Unsere Familie war sehr arm, es gab nicht genug zu essen und keine Kleider. Meine Eltern fanden es unnötig, mich in die Schule zu schicken. Früh wurde eine Heirat für mich arrangiert. Es war eine gute Ehe, ich war sehr glücklich. Als unsere Tochter zwei Monate alt war verstarb mein Mann plötzlich. Meine Schwiegereltern jagten mich und meine Tochter fort, da sie mir die Schuld am Tod ihres Sohnes gaben.

Die einzige Arbeit, die ich damals kannte war das Teppichknüpfen, so ging ich nach Kathmandu. Ich nahm meine Tochter mit zur Arbeit. Sie verbrachte den ganzen Tag in dem dunklen, staubigen Raum. Da es in unserer Gesellschaft eine alleinstehende Frau besonders schwer hat, nahm ich gezwungenermassen den Heiratsantrag eines Arbeitskollegen an. In den nächsten drei Jahren bekam ich drei Töchter. Mein Mann sorgte jedoch nicht für uns, und als er sich noch eine andere Frau nahm, verliess ich ihn.

Ich nahm die Teppicharbeit erneut auf, wusste aber nicht wohin mit meinen Kindern. Meine ältere Schwester hörte von ROKPA und meinte, ich solle dort um Hilfe bitten. Jetzt gehen meine Kinder zur Schule. Das Schulgeld wird von ROKPA bezahlt. Ich selbst arbeite im ROKPA Frauenworkshop. Allmählich vergesse ich die Schrecken meines bisherigen Lebens.»

Radika

«Ich bin taubstumm am Rande des Kathmandu-Tals geboren. Meine Familie lebte in einem traditionellen Lehmhaus. Wir waren sehr arm. Mein Vater war Schneider – mit acht durfte ich zu ihm in den Laden und er brachte mir das Handwerk bei. Er gab mir die einzige Ausbildung die ich habe. Niemand in unserem Dorf hatte genug Geld, um die Kinder zur Schule zu schicken.

Meine Mutter starb als ich zehn Jahre alt war. Mein Vater heiratete eine andere Frau bevor meine Mutter tot war. Danach hat sich alles geändert: Ich musste nun im Haus arbeiten, meine Stiefmutter war jedoch nie zufrieden. Sie schimpfte ständig, schlug mich und sagte, ich solle doch besser gleich das Haus verlassen, weil ich nutzlos sei. Ein Fluchtweg tat sich auf als für mich eine frühe Heirat arrangiert wurde. Ich war zwölf Jahre alt, mein Ehemann ungefähr fünfzehn. Ich hatte keine Ahnung, worum es ging. Meine erste Tochter wurde geboren als ich fünfzehn war. Ich hatte vier Kinder von meinem Ehemann, wurde jedoch sehr schlecht behandelt. Es war für mich besser alleine zu leben als mit einem brutalen, gewalttätigen Mann.

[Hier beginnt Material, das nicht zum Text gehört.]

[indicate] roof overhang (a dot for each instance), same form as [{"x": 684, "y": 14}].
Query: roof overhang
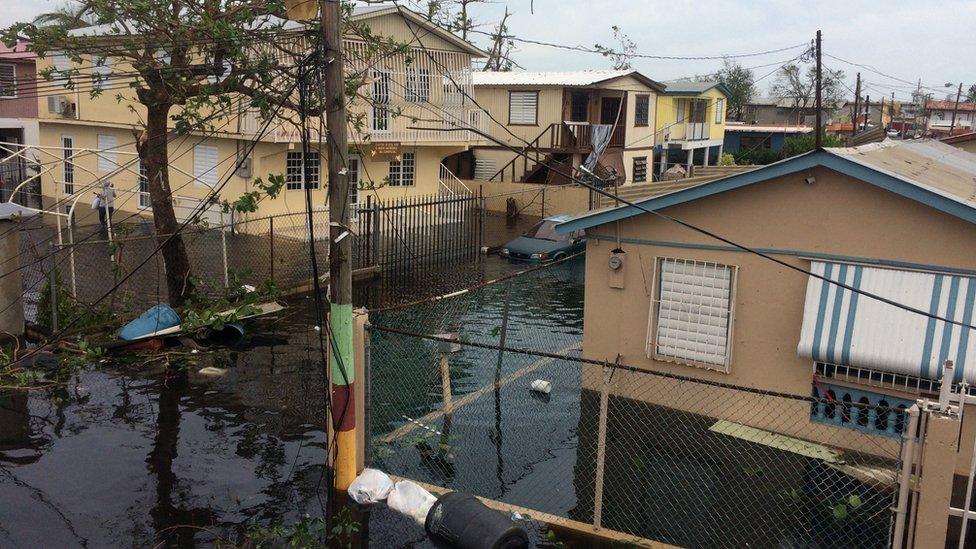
[{"x": 820, "y": 158}]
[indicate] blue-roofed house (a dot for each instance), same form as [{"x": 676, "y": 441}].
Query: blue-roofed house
[{"x": 892, "y": 219}]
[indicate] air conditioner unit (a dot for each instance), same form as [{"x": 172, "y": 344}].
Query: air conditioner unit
[
  {"x": 244, "y": 168},
  {"x": 57, "y": 104}
]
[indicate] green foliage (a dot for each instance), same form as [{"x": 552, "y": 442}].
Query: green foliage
[
  {"x": 70, "y": 310},
  {"x": 802, "y": 143}
]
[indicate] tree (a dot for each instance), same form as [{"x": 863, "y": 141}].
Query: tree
[
  {"x": 793, "y": 83},
  {"x": 625, "y": 52},
  {"x": 741, "y": 84}
]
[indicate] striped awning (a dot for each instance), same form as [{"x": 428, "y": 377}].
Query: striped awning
[{"x": 850, "y": 329}]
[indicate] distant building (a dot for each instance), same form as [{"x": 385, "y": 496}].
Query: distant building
[
  {"x": 557, "y": 113},
  {"x": 759, "y": 137},
  {"x": 691, "y": 124},
  {"x": 18, "y": 115},
  {"x": 940, "y": 117}
]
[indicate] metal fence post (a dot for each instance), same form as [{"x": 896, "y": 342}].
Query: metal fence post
[{"x": 601, "y": 448}]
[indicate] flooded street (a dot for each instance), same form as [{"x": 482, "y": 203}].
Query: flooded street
[{"x": 137, "y": 458}]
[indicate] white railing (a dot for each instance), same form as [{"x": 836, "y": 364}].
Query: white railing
[{"x": 450, "y": 184}]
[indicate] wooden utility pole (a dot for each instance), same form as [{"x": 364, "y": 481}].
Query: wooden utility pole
[
  {"x": 818, "y": 100},
  {"x": 342, "y": 370},
  {"x": 952, "y": 126}
]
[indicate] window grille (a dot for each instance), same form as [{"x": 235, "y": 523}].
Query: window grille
[{"x": 693, "y": 313}]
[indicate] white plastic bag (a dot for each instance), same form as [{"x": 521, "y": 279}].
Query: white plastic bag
[
  {"x": 371, "y": 486},
  {"x": 408, "y": 498}
]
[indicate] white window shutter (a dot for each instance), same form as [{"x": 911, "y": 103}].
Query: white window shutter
[
  {"x": 107, "y": 155},
  {"x": 522, "y": 107},
  {"x": 205, "y": 164},
  {"x": 694, "y": 312}
]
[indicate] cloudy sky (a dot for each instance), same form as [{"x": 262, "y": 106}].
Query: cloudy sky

Nach der Scheidung ging ich in Kathmandu betteln ohne mich mit den Menschen unterhalten zu können - oft fühlte ich mich deswegen sehr einsam. Irgendwann sammelte ich meinen Mut und ging in die ROKPA Gassenküche. Ich hatte gehört, dass Mummy Lea (ROKPA-Mitgründerin Lea Wyler) Menschen wie mir helfen würde. Ich nahm meine älteste Tochter mit, um mit Mummy Lea zu sprechen. Sie wurde ins ROKPA Kinderhaus aufgenommen, wo sie eine Ausbildung bekommt. Dann wurde ich im Frauenworkshop angestellt und konnte die Fertigkeiten anwenden, die mir mein Vater beigebracht hatte.

Ich war endlich nicht mehr alleine; meine Kolleginnen wurden zu meinen Freundinnen. Sie fanden einen Weg, mit mir zu kommunizieren. Sie nennen mich "Meisterin des Schneiderns", weil ich das – dank meines Vaters strenger Ausbildung – sehr gut kann und ich deshalb als gute und erfahrene Arbeiterin gelte. Ich bin stolz und glücklich und habe endlich Freude am Leben, obwohl ich eine grosse Behinderung habe.»

(Radika kommuniziert durch ihre Tochter Anju oder durch eine Freundin, die ihre Zeichensprache versteht)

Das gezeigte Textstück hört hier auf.